“The Truth About Ben And June”: About the Book
From the moment Ben and June met on New Year’s Eve, their love has seemed fated. Looking back at all the tiny, unlikely decisions that brought them together, it was easy to believe their relationship was special. But now, after several years of marriage, June is struggling as a new mom. At times, she wonders about the life she didn’t choose—what might have been if she hadn’t given up the lead role in a famous ballet to start a family. Feeling like a bad mom and more alone than ever, she writes to her deceased mother, hoping for a sign.
One morning, Ben wakes to the sound of his baby and quickly realizes that June is gone, along with her suitcase. As Ben attempts to piece together June’s disappearance, her new friends mention things he knows nothing about—a mysterious petition, June’s falling-out with another mom, her strange fixation on a Greek myth. The more Ben uncovers about June, the more he realizes how absent he’s been. And now the only way to bring June home is to understand why she left.
Told through alternating perspectives of husband and wife, The Truth About Ben and June is a page-turner about life’s many crossroads and a heartfelt reminder that we create our own destiny.
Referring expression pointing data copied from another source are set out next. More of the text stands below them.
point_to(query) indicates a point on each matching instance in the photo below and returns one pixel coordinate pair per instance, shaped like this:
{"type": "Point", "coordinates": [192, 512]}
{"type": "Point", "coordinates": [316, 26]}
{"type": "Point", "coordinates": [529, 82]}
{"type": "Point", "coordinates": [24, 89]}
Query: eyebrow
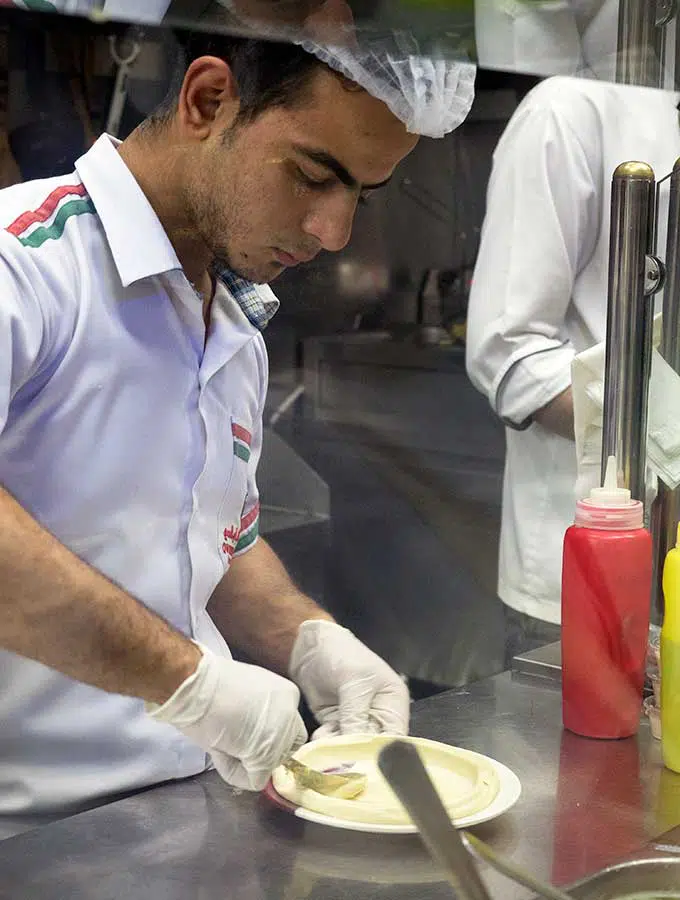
{"type": "Point", "coordinates": [336, 167]}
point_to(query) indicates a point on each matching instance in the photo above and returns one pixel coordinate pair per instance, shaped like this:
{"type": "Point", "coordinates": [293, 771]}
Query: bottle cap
{"type": "Point", "coordinates": [610, 507]}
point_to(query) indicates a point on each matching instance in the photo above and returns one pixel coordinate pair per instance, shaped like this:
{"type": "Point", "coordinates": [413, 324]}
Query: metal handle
{"type": "Point", "coordinates": [510, 870]}
{"type": "Point", "coordinates": [403, 768]}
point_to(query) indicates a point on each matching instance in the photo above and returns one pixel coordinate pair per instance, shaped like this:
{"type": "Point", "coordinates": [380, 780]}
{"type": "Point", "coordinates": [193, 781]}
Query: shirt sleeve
{"type": "Point", "coordinates": [250, 518]}
{"type": "Point", "coordinates": [541, 228]}
{"type": "Point", "coordinates": [22, 331]}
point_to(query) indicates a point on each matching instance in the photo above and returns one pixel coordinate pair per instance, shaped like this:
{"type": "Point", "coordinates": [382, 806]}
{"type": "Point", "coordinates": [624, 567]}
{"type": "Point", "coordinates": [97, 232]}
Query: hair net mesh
{"type": "Point", "coordinates": [430, 95]}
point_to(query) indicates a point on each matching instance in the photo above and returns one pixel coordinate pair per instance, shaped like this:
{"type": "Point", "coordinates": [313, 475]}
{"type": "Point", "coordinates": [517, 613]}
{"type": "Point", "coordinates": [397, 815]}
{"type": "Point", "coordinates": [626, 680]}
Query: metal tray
{"type": "Point", "coordinates": [624, 879]}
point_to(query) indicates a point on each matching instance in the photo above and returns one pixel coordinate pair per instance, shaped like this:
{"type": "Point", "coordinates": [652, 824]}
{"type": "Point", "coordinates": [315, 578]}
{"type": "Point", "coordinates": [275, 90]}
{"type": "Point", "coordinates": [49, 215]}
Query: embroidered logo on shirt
{"type": "Point", "coordinates": [242, 441]}
{"type": "Point", "coordinates": [48, 221]}
{"type": "Point", "coordinates": [236, 540]}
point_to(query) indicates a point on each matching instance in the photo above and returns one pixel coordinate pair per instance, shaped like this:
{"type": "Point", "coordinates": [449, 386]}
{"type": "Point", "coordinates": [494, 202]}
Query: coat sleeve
{"type": "Point", "coordinates": [542, 223]}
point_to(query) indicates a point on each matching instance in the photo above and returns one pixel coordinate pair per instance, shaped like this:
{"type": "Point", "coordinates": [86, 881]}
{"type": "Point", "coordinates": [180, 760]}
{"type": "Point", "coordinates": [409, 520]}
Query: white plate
{"type": "Point", "coordinates": [509, 789]}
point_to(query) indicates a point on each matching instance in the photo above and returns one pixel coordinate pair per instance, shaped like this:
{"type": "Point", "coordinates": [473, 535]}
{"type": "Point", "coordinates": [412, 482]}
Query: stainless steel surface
{"type": "Point", "coordinates": [486, 854]}
{"type": "Point", "coordinates": [639, 43]}
{"type": "Point", "coordinates": [331, 784]}
{"type": "Point", "coordinates": [403, 768]}
{"type": "Point", "coordinates": [629, 326]}
{"type": "Point", "coordinates": [545, 662]}
{"type": "Point", "coordinates": [292, 493]}
{"type": "Point", "coordinates": [585, 805]}
{"type": "Point", "coordinates": [666, 513]}
{"type": "Point", "coordinates": [655, 876]}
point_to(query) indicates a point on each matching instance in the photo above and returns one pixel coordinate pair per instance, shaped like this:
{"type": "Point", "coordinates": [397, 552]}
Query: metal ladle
{"type": "Point", "coordinates": [403, 768]}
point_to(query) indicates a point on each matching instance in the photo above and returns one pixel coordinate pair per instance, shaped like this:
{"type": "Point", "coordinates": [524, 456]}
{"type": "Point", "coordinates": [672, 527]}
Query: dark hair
{"type": "Point", "coordinates": [267, 73]}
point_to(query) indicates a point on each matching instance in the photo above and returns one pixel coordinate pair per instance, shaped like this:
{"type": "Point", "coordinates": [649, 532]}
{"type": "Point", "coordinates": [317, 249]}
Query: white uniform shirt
{"type": "Point", "coordinates": [130, 438]}
{"type": "Point", "coordinates": [539, 295]}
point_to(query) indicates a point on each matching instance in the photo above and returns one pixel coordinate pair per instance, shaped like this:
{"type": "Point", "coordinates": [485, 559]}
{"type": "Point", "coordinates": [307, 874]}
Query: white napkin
{"type": "Point", "coordinates": [663, 422]}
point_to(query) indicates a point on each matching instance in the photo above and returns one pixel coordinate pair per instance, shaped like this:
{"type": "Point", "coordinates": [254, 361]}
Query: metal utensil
{"type": "Point", "coordinates": [482, 851]}
{"type": "Point", "coordinates": [345, 786]}
{"type": "Point", "coordinates": [403, 768]}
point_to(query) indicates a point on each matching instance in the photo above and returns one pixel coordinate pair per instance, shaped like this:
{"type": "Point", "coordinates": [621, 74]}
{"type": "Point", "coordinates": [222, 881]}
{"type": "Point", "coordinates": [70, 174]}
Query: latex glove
{"type": "Point", "coordinates": [244, 716]}
{"type": "Point", "coordinates": [349, 688]}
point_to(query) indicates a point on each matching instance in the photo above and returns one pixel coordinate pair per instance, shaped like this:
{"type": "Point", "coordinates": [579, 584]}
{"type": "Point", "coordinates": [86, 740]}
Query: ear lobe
{"type": "Point", "coordinates": [209, 97]}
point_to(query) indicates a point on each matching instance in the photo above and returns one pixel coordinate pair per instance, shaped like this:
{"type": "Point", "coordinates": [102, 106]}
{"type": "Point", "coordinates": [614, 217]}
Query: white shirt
{"type": "Point", "coordinates": [539, 295]}
{"type": "Point", "coordinates": [130, 438]}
“The Truth About Ben And June” marks the print debut of author Alex Kiester (she has one audio book out – “In Her Skin”). Kiester writes with a sensitivity that is unusual for a new author. She writes as though she has experienced some of the things that her protagonists go through. She writes about the dance world yet isn’t a dancer. She writes about the stress of being a lawyer but isn’t one herself. She writes about the upheaval a new baby can cause, but she isn’t a mother. She writes like someone who has been through all these life moments.
The book employs a dual perspective with flashbacks to explain why June left Ben and their newborn baby. The author uses letters from June to her deceased mother to lend credible emotion to the book. The raw emotion is based on a woman deciding if she wants to be a mother to the collapse of her career and her mental health.
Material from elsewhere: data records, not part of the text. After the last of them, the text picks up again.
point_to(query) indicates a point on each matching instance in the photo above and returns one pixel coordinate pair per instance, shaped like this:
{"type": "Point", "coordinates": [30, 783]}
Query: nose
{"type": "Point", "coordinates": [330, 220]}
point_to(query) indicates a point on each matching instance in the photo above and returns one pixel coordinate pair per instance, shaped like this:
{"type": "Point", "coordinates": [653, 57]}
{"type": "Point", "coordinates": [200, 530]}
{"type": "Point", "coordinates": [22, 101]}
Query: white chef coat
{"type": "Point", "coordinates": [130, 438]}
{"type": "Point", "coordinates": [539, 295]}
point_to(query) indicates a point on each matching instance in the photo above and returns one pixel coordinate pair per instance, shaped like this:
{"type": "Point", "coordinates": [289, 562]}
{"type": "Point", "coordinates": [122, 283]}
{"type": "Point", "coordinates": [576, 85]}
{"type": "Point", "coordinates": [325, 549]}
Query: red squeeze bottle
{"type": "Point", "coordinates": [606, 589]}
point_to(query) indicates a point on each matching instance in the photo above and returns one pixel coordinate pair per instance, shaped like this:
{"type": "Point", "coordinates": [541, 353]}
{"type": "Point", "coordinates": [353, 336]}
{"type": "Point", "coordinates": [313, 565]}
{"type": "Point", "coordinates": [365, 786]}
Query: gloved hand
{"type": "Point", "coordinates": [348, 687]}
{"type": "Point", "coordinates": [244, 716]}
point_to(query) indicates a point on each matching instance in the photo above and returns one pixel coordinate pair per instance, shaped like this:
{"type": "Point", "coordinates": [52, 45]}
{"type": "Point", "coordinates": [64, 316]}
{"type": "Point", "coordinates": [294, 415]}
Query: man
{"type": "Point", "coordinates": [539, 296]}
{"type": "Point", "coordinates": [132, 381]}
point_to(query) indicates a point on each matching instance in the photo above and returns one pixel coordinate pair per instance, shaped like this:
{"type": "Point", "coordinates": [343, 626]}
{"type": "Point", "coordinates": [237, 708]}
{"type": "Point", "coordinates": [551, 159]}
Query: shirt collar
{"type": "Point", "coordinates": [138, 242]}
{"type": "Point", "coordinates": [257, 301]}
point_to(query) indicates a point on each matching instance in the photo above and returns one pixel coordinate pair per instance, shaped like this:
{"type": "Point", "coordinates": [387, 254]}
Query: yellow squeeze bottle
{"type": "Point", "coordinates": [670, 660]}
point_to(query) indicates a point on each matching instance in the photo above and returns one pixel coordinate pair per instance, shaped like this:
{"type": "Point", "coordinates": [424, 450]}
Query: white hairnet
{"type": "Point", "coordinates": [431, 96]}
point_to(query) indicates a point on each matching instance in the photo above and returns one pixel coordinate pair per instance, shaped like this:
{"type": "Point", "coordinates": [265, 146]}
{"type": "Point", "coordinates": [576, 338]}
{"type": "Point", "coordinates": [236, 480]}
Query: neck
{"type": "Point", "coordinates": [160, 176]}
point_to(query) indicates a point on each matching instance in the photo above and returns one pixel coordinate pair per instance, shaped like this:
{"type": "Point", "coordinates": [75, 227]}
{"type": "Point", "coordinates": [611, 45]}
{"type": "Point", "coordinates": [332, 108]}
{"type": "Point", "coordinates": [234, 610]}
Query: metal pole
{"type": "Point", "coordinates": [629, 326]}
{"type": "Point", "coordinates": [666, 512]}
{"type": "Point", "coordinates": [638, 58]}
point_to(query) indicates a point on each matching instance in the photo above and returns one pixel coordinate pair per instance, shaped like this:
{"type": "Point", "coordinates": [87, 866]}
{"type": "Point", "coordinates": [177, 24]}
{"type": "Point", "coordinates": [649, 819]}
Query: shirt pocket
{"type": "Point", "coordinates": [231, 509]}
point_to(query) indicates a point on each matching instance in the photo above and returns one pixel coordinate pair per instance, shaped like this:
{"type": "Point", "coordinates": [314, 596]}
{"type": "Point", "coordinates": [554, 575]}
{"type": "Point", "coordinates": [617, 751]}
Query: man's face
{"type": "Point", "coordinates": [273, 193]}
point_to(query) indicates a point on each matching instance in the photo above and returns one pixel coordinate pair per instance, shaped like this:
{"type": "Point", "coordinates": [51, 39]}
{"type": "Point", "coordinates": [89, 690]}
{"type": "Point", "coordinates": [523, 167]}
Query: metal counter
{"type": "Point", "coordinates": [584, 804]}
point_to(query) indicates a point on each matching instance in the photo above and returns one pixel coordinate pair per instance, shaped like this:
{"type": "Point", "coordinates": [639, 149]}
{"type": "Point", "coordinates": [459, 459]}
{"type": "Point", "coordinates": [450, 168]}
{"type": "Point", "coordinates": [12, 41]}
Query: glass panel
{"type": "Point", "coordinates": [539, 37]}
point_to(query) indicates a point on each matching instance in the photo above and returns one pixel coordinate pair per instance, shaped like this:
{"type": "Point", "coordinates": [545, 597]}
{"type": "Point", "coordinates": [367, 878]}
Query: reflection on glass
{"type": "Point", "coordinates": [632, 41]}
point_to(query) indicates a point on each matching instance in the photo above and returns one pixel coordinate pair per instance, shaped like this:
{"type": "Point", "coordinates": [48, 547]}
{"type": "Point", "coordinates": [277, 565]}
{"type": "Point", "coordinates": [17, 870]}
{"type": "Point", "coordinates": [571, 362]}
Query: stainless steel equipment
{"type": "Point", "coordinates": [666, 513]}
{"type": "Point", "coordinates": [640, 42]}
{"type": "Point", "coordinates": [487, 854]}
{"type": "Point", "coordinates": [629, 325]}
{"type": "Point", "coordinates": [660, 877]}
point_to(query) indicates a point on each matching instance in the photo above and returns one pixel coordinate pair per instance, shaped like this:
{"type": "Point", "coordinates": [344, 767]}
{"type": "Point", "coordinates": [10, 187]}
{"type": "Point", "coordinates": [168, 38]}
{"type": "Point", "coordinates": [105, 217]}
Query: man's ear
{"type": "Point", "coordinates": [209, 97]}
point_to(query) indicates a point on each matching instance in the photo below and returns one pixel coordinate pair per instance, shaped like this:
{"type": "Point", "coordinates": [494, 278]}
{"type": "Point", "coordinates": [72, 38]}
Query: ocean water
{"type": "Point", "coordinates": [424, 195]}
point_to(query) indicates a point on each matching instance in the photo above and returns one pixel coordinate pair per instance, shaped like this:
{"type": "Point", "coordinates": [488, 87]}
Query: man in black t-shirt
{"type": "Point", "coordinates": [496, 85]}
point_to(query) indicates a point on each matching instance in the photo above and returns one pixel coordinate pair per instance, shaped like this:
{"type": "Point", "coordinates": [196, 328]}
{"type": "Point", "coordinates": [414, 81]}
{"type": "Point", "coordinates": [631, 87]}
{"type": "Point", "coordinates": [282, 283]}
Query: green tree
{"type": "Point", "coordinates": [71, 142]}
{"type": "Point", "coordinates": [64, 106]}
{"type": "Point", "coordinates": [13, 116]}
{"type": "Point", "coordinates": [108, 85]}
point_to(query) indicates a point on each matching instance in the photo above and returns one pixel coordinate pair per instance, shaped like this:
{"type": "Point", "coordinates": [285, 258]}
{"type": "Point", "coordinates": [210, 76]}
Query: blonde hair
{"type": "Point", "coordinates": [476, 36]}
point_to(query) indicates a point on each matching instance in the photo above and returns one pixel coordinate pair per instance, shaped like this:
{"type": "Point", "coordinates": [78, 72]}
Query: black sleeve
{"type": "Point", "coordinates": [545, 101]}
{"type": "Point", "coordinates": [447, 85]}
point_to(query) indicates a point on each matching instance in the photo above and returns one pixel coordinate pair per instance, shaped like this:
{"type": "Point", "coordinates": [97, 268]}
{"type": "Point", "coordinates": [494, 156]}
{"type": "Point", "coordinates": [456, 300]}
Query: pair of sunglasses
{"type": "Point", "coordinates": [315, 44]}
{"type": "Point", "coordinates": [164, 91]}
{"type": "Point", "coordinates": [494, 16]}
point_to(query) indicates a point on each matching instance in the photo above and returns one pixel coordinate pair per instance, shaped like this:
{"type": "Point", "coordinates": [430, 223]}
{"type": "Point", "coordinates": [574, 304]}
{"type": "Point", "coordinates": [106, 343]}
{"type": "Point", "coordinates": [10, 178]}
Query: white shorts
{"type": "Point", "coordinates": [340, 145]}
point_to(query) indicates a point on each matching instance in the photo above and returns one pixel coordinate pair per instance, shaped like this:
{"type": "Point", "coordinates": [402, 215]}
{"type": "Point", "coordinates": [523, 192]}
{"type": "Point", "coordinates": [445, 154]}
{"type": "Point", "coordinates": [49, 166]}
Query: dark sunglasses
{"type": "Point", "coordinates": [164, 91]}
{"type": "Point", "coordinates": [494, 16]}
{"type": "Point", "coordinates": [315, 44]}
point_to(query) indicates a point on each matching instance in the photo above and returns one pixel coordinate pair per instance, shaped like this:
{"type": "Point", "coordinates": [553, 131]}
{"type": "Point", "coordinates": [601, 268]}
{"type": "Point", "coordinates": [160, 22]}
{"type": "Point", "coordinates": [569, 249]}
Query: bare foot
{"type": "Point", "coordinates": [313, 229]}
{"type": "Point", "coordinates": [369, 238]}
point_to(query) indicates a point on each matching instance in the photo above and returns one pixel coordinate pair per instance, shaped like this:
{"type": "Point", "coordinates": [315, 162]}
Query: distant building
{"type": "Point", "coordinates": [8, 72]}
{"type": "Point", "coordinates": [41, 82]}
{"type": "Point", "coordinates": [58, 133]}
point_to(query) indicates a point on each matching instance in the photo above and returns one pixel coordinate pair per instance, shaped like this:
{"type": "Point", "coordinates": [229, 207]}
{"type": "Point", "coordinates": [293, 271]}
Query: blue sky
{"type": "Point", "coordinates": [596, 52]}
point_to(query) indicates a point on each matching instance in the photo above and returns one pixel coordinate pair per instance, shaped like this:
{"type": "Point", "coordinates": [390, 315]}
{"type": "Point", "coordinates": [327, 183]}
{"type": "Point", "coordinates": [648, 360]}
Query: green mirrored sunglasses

It also covers the pressures that society puts on women to be the perfect parent. There is even an interesting allegorical turn with the mythological story of Medea and how June identifies with her. Kiester was skilled at making this an important part of the story versus a plot twist that may not have made sense with a less skilled writer.
This is not a light book. The topics covered are emotional, but the book still is hopeful and insightful, and we highly recommend it.
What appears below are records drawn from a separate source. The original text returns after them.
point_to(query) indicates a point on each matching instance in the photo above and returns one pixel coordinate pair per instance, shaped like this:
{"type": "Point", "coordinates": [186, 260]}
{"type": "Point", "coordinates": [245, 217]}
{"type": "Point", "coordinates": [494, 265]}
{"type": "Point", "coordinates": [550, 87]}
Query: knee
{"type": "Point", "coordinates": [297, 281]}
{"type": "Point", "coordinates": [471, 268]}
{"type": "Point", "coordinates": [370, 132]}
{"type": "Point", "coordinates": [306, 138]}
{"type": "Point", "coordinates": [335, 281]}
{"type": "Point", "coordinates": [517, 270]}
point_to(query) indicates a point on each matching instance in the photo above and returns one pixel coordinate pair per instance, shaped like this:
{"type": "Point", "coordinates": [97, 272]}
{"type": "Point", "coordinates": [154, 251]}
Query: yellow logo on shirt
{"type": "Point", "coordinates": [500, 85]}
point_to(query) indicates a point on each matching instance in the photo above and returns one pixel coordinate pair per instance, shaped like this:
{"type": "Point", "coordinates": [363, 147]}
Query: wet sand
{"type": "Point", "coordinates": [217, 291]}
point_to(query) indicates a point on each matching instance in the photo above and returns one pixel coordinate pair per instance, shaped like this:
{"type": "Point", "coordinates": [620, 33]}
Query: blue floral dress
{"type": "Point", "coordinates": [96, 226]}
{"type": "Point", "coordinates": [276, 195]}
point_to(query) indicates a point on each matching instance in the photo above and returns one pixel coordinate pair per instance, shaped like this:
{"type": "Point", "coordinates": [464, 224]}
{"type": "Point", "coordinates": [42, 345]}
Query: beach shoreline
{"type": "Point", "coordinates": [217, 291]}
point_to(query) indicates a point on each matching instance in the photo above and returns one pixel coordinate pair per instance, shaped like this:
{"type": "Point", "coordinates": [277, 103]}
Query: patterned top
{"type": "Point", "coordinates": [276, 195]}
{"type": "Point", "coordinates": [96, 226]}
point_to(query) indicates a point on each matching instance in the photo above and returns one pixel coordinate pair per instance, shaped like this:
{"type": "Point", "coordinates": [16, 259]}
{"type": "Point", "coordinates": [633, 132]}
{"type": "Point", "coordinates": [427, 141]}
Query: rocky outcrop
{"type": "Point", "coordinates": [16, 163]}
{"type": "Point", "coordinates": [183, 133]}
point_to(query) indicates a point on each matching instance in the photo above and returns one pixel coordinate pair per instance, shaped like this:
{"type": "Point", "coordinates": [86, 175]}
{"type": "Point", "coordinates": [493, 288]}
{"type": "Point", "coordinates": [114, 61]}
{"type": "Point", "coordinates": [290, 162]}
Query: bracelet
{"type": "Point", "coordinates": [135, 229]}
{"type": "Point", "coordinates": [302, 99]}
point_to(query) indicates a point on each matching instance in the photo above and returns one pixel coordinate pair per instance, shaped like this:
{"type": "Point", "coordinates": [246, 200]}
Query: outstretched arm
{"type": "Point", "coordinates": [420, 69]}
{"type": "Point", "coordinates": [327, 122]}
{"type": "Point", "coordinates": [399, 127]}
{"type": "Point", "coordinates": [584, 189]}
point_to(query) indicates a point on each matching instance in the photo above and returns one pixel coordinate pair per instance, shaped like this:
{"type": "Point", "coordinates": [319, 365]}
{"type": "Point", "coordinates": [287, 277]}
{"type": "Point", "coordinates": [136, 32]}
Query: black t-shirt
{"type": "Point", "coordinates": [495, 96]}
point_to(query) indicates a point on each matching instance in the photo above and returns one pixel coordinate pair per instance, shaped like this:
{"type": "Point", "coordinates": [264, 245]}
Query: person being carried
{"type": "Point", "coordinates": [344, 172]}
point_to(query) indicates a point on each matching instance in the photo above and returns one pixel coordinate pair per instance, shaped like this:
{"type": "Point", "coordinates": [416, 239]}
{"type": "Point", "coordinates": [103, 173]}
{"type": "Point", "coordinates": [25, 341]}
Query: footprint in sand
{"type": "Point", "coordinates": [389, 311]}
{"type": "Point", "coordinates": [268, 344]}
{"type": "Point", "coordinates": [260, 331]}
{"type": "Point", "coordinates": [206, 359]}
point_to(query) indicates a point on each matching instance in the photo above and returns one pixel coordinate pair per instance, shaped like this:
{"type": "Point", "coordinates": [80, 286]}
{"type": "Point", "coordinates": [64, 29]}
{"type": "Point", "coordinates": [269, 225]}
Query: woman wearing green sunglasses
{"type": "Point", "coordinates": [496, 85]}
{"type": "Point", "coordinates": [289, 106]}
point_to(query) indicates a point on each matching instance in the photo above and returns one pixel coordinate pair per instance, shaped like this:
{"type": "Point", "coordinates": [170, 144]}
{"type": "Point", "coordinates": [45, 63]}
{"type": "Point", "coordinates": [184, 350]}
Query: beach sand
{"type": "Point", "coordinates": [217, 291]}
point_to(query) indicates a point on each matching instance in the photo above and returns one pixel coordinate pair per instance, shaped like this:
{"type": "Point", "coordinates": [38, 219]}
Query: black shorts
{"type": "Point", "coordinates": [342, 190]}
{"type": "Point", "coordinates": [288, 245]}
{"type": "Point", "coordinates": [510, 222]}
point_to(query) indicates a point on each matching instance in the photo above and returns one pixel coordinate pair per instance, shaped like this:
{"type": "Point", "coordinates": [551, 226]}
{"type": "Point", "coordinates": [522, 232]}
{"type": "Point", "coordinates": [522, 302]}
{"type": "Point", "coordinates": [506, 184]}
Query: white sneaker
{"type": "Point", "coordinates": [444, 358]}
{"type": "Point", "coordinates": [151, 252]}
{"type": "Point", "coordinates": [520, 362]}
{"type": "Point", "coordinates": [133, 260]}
Favourite Passage From the Book
“Sometimes, even after all these years, when something happens, I want to tell you about, for a moment, I’ll forget that you are gone and I’ll grab my phone to call you. Sometimes, I’ll go as far as to pull up the app before I remember, and then, my heart sinks. Maybe it seems odd, but out of everything, what I miss most about you being alive is talking on the phone. And I used to think this was just because of how fun you were to talk to. But now, I think it’s because of the way that you made me feel about myself.”
Anyone who has lost someone that they love can relate to this. It is someone that anyone who has experienced grief can relate to.